Stripe Steps Closer to One-Stop-Shop For SMB Fintech

Stripe Outperforms a Mixed Market Localogy

Stripe announced at its Sessions developer event this week that it will issue a credit card in 45 countries. This comes one week after the related launch of Stripe Capital. Altogether, it brings the company from payments gateway to lender and, more notably, a step closer to being a one-stop-shop for SMB fintech.

It will be a Visa card with an undisclosed bank as the issuer. Oddly, there will be no late fees, as Stripe will derive revenue instead through per-transaction interchange fees. The company is basing this plan on the belief that won’t need to establish a deterrent for late payments from cardholders.

“We’re not freezing cards based on late or no payments,” Stripe’s Cristina Cordova told TechCrunch. “A pretty common reason for non-payment is that a person switched bank accounts and forgot to update the information. But we think we’ll have fewer problems because we have banking information for accepting revenue, by way of our payments business.”

Count us a bit skeptical that cardholders will play ball and pay on time without the threat of penalty. But it does ring true that Stripe is in a good position to manage risk and do the necessary actuarial work by using reams of SMB financial data at its fingertips. This makes the extension to lender a logical one.

Beyond capability, this move is also driven by standard revenue diversification as Stripe’s core business line matures. In a completely different sector, this was a key theme at Apple’s event yesterday. We see others like Square making similar diversification moves, including its own recent foray into lending.

But an even bigger reason for Stripe’s expansion is, as mentioned, is to create more of a one-stop-shop for SMB fintech. Going a bit deeper on that point, Stripe and others can create a “whole is greater than the sum of its parts,” dynamic with interlocking financial services that feed into each other.

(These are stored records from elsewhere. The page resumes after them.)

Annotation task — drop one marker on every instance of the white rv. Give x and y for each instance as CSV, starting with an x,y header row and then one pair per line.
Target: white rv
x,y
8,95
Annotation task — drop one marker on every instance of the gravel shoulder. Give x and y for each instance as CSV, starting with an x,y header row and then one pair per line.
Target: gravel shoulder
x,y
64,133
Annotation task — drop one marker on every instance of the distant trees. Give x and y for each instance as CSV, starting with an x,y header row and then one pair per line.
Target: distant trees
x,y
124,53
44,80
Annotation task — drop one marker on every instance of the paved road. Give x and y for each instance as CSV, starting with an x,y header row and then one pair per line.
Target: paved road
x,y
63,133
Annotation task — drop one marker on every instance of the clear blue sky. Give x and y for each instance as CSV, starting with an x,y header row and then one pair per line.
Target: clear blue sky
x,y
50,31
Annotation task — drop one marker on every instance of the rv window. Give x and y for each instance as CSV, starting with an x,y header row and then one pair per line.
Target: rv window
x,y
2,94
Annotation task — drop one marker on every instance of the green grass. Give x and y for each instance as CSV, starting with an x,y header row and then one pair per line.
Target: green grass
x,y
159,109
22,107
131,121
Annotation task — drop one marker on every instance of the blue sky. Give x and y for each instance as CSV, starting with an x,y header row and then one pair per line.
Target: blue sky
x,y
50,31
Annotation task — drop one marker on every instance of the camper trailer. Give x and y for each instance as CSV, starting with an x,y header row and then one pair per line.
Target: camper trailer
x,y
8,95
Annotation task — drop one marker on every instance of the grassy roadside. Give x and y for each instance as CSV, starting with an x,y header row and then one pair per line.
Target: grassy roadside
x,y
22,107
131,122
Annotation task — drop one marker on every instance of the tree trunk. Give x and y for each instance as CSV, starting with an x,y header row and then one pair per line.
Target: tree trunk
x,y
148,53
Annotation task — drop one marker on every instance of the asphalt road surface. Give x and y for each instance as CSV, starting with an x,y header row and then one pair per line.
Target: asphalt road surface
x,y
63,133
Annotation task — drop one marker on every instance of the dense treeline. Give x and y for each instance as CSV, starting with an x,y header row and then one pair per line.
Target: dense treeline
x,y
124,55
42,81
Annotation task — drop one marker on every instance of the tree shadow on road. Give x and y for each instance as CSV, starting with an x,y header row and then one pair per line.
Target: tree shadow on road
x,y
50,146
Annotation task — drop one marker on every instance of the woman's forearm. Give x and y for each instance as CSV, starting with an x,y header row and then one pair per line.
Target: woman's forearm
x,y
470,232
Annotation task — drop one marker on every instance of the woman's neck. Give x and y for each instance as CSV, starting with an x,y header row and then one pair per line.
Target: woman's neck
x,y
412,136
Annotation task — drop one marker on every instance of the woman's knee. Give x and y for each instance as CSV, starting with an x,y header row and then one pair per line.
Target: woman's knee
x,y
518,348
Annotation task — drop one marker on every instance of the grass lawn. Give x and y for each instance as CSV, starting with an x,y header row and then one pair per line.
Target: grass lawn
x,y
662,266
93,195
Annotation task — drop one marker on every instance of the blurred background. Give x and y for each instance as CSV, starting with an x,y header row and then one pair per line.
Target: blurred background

With the addition of lending and a physical credit card, Stripe’s total arsenal now includes its core API for online payments functionality (Stripe Connect), Billing and invoicing, in-person payment (Terminal), fraud prevention (Radar), company incorporation (Atlas), and other analytics products.

This breadth of services can aid retention, which is the lifeblood of subscription-services and SMB Saas. A more diabolical way to look at that is the fact that it creates a locked-in customer that has a high switching cost for core business functionality like accepting payments or access to capital.

Moreover, SMBs like a breadth of offerings. LSA’s Modern Commerce Monitor (MCM) indicates that SMBs prefer single vendors rather than a patchwork of services from several. The mismatch between that aspirational sentiment (79%) and SMBs that actually use 1-2 vendors (38%) signals opportunity.

Beyond the question of one-stop-shop versus patchwork, it’s also notable when talking about SMB fintech that it’s the biggest mover among SMB cloud services. Specifically, SMB cloud adoption of financial services grew 157 percent year-over-year in the MCM survey, fielded by Thrive Analytics.

All of these factors mean we can expect more product rollouts from Stripe. And it’s positioned well to devise that roadmap with precision. The same financial data referenced above can inform the company of its current subscribers’ activities in the aggregate, and the adjacent services that are best to add.

So look out for more product rollouts or integrations with financial software like Quickbooks. We could even see some acquisitions to accelerate capability. And the same could happen with others like Square and (increasingly) Brex as the sector matures, competition intensifies, and as feature wars ratchet up.

Speaking of competition, Stripe is living up to the instant gratification of modern cards such as Apple Card. Similar to Neal Polachek’s recent Apple Card activation, if you get approved for Stripe’s card, you can download it to your Apple Wallet instantly while waiting for the plastic to reach your mailbox.